August 31, 2009 |  6:06 am

Inmates

Should convicted felons be given back the right to vote?

It’s a question that’s being raised in Wisconsin: Legislators there are reviewing a bill that would change the law and allow convicts to vote as long as they’ve been released or are on probation, parole or have received a pardon. Essentially, it would mean that you’re cool to cast a ballot in the Badger State as long as you’re not behind bars.

The Wisconsin voting bill, which can be read here, is being backed by state Democrats -- who control the Legislature by a narrow margin -- and is being spearheaded by state Rep. Tamara Grigsby (D-Milwaukee). Her take is that the right to vote is key to reintegrating a convict into society, and a means to help draw a person back onto the straight and narrow.

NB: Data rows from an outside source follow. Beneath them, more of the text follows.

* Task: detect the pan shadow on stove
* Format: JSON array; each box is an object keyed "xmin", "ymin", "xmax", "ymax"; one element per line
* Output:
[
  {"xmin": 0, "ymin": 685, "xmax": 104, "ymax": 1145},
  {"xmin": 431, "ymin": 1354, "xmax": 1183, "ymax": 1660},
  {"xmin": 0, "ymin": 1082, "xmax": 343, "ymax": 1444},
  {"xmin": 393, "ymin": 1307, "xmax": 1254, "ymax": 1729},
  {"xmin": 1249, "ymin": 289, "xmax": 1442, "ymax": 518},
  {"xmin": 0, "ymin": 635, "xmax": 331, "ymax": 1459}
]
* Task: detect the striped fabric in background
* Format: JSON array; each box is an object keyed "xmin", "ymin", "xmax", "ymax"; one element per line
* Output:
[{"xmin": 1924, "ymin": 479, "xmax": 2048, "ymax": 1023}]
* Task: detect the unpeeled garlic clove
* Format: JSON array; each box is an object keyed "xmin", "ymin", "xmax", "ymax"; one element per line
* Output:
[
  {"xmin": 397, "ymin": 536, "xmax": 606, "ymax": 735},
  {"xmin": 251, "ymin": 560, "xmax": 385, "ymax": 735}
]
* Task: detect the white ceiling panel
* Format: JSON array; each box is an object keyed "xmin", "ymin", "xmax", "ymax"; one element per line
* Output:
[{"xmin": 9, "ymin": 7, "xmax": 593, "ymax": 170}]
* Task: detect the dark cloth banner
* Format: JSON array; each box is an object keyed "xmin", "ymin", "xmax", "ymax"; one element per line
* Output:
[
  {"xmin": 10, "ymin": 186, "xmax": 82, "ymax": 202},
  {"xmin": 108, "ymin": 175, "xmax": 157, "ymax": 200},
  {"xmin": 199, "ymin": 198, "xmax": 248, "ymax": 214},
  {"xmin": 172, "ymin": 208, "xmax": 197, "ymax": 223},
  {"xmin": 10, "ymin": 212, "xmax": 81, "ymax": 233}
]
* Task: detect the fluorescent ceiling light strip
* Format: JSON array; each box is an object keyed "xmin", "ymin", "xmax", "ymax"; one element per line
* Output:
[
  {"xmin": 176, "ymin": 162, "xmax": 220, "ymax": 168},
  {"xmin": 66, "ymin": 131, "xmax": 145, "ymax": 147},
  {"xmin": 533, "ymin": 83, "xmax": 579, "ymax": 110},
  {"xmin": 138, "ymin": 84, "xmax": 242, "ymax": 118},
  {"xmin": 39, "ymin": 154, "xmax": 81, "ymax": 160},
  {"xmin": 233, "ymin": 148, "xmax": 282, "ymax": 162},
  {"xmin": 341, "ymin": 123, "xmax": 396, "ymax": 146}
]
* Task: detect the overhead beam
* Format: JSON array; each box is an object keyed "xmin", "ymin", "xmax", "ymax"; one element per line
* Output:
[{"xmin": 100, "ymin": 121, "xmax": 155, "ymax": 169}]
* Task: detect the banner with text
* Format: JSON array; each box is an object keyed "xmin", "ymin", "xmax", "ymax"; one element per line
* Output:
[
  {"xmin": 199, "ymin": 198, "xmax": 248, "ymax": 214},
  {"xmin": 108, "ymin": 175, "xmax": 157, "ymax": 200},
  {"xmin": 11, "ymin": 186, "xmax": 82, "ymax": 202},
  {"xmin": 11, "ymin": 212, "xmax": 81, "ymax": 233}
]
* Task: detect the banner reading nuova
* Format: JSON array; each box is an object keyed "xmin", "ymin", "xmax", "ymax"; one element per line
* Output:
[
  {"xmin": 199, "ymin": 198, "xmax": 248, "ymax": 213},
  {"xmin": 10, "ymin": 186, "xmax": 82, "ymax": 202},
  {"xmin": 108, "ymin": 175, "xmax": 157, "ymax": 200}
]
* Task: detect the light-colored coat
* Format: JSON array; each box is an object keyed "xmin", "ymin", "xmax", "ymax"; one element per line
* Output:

“This is a basic fairness issue,” Grigsby told the Ticket. “When people come back into the community, we want to encourage employment, family connections and civic participation. We want to encourage responsibility … and voting is one of those things that encourage that.”

No surprise that the idea is being met with far less enthusiasm by her GOP state peers. Their opinion is pretty clear: No.

Make that: NO!

State Rep. Daniel LeMahieu (R-Cascade), a member of the state Assembly Committee on Corrections and Courts, told the Wisconsin State Journal that he’s against the measure – particularly for people who are still on probation or parole.

 “They still have a penalty to pay,” LeMahieu told the paper. “Until that penalty has been fully paid, they shouldn’t be voting.”

It might seem like odd timing for waging such a legislative battle. After all, there are a number of states -- including California -- that have been wrestling with budgetary fights over cutting funds to prisons and potentially shortening the time some offenders spend behind bars. But it’s not, really.

This voting issue became a hot-button topic during last year’s race for the White House, when the push to get out the vote fueled efforts by civil-rights activists to try to register thousands of felons. It’s also a subject that more and more states are weighing in on: Since the late 1990s, at least 18 states have restored some or all voting rights to convicted felons.

Should be interesting to see how this plays out before the next election.